In Bethlehem, police pluck anywhere from 100 to 200 lost and forgotten bikes from public parks and private properties in a year's time. Over the years, they've put them in a storage room at the department headquarters, where the pile has outgrown the officers' ability to recycle them.

"We're talking bikes ranging $700 to $800 to worthless pieces of garbage," said Bethlehem police Capt. Benjamin Hackett.

For a time, he said, police tried selling the bikes to an online auction company, then to a recycling center for parts. But it proved too time-consuming for officers to take the bikes apart themselves. And police aren't in the business of selling bikes.

This year for the third time, a local nonprofit took some of the bikes off their hands and put them into the hands of kids for the holidays.

"If you think about back when you're a kid, the kind of freedom a bike meant … every kid deserves to have a bike," Hackett said. "As long as it's in good condition."

The Coalition for Appropriate Transportation (CAT) made like Santa's workshop and fixed up donated bikes to distribute as holiday gifts for families in need.

And it may well have been the West Broad Street nonprofit's most robust giveaway year, with police shipping at least 50 bikes since June, in addition to bikes donated by community members learning of the holiday drive. At any given time in the store's basement, there may be several hundred bikes hanging on hooks or handlebars, some vintage and all donated.

"We've never counted them," said CAT co-founder Gary Madine.

Year-round, the shop also provides adult bikes to those in need in exchange for volunteer hours. The Saturday before holiday crunch time, there were as many as eight volunteers squeezed into the small shop — the most CAT director Scott Slingerland said he's had for his holiday operation. Some are veterans, but some, like newcomer Tony Pagliaroli from Hanover Township, only recently found out about the effort and decided to lend a hand.

He worked on attaching white wheels to a small pink bike remade like new.

"This is right up my alley for sure," he quipped.

He said it was an easy decision to spend an afternoon helping give another child the gift he said he's taken for granted.

"It's freedom," he said. "It's how I survived as a child."
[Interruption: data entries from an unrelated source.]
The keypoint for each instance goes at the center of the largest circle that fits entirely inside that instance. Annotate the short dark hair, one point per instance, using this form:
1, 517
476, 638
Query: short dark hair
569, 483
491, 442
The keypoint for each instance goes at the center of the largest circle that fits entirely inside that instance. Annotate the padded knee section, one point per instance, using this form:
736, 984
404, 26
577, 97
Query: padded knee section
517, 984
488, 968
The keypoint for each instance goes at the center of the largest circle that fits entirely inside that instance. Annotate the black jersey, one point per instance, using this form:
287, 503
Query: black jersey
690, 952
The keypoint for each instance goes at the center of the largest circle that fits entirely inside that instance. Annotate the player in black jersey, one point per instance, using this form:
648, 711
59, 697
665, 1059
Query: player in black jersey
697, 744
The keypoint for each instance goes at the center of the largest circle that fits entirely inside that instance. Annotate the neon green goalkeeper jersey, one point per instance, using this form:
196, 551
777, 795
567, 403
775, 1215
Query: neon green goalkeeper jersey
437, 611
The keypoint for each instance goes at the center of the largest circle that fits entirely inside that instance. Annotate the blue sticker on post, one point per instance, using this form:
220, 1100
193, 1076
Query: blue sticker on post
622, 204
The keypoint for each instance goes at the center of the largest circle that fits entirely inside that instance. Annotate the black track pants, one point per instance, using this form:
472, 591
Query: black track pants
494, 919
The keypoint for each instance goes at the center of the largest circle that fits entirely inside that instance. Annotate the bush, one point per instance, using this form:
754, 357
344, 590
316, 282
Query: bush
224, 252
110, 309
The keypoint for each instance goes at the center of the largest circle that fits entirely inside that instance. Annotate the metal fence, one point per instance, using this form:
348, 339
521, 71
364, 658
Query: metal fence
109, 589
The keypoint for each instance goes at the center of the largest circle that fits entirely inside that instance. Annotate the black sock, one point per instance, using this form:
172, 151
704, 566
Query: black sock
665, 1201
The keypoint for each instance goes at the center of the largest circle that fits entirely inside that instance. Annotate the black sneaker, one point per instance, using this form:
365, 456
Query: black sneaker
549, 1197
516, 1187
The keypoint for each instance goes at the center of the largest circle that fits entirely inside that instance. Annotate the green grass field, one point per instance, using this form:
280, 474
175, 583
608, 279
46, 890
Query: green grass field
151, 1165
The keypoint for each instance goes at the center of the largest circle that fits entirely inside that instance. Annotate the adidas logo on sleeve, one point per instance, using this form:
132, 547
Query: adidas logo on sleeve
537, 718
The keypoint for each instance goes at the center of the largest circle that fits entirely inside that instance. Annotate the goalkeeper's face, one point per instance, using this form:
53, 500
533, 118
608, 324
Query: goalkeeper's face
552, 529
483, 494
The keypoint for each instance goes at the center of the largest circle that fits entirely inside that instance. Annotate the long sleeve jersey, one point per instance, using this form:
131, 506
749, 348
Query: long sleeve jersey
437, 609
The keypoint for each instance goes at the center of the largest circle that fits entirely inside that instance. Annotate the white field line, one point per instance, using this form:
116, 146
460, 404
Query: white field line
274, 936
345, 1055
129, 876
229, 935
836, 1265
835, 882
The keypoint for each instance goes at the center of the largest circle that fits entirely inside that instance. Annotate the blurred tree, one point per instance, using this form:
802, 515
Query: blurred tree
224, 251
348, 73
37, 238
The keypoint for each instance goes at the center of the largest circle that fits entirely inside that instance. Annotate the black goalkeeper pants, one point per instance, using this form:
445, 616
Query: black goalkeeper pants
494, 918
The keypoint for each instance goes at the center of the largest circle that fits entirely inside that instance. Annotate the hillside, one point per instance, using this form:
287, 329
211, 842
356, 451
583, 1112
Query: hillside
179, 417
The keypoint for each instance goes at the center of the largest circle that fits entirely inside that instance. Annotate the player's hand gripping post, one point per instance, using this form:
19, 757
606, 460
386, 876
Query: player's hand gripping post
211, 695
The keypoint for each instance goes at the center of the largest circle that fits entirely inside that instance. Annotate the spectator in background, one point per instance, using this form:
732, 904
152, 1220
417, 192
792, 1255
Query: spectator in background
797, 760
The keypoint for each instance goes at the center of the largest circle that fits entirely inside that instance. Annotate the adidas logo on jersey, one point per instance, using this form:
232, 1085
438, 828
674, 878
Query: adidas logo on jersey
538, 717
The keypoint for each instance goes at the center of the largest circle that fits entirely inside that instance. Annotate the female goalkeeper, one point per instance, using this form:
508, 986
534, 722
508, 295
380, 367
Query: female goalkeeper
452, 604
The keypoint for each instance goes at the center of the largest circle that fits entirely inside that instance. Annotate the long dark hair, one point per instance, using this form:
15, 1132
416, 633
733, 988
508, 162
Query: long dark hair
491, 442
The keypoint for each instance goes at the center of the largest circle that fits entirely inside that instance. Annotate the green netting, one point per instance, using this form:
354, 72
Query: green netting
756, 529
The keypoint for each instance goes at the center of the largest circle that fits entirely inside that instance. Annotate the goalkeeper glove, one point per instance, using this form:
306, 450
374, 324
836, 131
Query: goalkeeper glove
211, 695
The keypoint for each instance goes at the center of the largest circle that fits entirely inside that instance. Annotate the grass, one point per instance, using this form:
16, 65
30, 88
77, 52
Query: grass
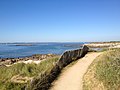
104, 72
23, 70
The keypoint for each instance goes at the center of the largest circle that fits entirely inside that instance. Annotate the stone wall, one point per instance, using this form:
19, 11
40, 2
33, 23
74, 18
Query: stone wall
65, 59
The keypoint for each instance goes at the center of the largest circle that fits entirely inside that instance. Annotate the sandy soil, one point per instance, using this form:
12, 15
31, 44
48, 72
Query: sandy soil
71, 78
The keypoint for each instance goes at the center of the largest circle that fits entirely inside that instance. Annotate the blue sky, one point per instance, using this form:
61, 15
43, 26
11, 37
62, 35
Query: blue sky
59, 20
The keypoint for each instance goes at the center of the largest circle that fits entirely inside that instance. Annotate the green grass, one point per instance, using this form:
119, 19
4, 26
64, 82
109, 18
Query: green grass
23, 70
104, 72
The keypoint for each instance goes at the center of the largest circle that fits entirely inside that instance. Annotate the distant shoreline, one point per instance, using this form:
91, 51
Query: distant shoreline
104, 44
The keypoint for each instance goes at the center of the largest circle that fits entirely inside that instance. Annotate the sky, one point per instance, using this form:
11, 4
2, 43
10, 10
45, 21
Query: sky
59, 20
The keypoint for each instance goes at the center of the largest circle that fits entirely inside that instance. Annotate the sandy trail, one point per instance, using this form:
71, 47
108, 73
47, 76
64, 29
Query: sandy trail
71, 78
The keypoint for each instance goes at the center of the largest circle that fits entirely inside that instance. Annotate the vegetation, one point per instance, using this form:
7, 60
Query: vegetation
18, 76
104, 72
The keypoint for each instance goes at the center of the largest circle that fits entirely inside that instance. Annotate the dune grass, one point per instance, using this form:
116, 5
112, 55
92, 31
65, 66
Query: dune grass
104, 72
23, 70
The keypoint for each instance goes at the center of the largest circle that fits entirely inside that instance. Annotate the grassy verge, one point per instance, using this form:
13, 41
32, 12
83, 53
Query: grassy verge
104, 72
17, 76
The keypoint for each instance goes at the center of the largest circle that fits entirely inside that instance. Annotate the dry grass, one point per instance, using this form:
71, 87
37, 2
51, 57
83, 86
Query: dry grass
104, 72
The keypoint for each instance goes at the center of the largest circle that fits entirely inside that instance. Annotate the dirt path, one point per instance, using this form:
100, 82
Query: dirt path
71, 78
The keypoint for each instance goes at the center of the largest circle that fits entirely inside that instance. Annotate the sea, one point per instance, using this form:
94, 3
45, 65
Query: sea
15, 50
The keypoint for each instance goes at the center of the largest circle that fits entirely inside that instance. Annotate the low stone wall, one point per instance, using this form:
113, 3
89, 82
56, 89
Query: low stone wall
72, 55
66, 58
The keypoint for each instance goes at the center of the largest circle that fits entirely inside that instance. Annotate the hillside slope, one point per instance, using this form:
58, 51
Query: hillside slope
71, 78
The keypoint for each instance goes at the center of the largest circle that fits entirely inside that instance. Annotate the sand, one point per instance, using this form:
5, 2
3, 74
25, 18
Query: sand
71, 78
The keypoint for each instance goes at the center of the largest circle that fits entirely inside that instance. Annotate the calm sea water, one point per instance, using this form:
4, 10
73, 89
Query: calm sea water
11, 50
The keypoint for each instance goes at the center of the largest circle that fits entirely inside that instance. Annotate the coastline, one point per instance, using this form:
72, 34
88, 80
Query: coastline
103, 45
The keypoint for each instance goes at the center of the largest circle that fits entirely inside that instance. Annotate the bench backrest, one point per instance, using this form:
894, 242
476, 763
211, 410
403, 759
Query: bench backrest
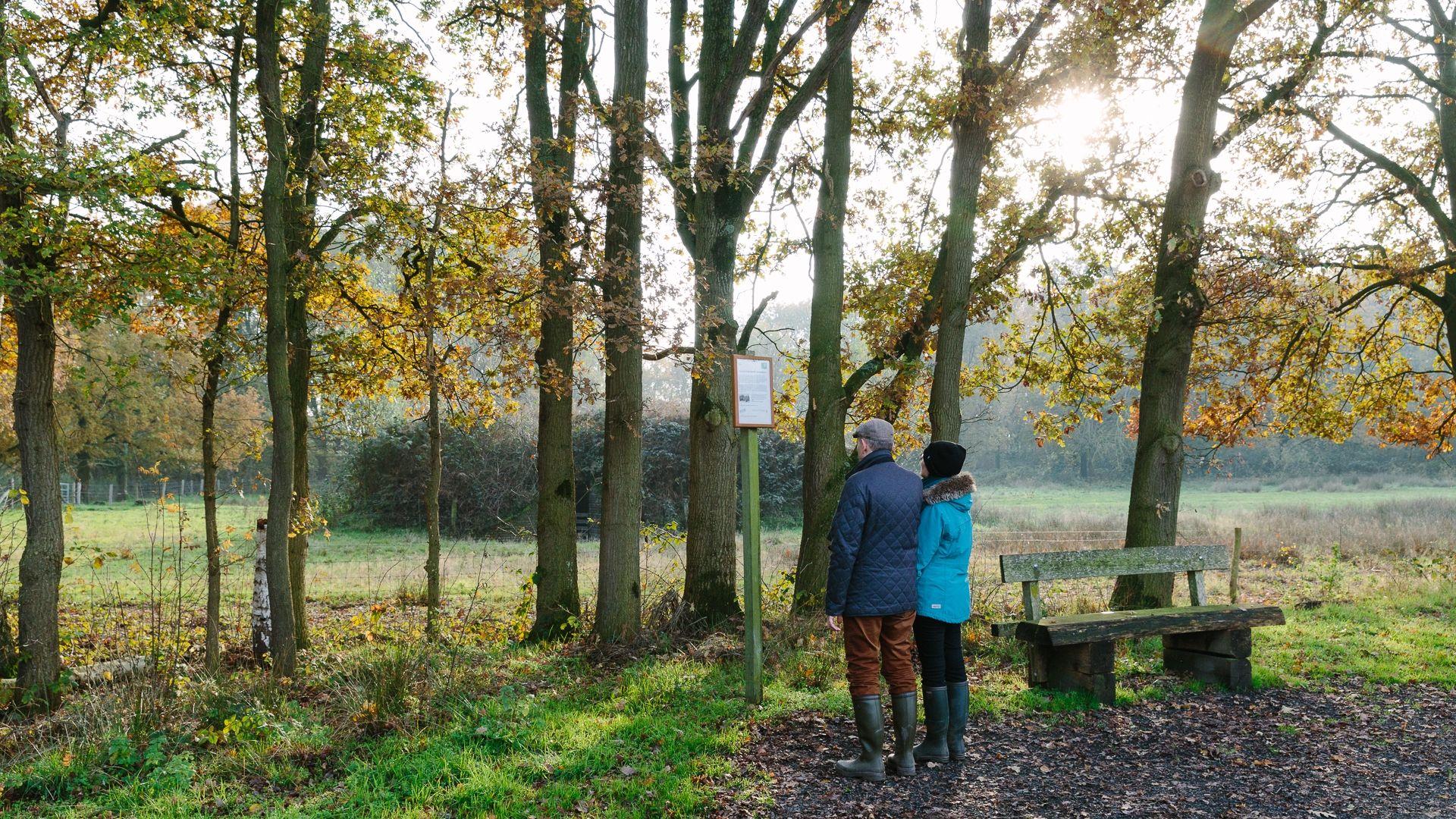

Some of the police department's bikes were untouched for more than five years, dusty with disuse, Slingerland said. Only a handful were a complete loss, with bent frames or "tacoed" wheels.

Some parents drop in to see what's available; others call ahead. Hasiyna Wilson saw a flier at a community center where she visits the food pantry and went to Bethlehem to pick up a tricycle for her 3-year-old grandson, Omari. The red and black trike, with brakes on the handlebars like an adult bike, will be his first.

"It's hard for me right now financially, so this is beautiful what they're doing," she said.

Omari's grandfather, Jahwann Lampkin, knelt down to help Slingerland adjust the seat. "I'm about to readjust the seat and ride it out of here myself," Lampkin said.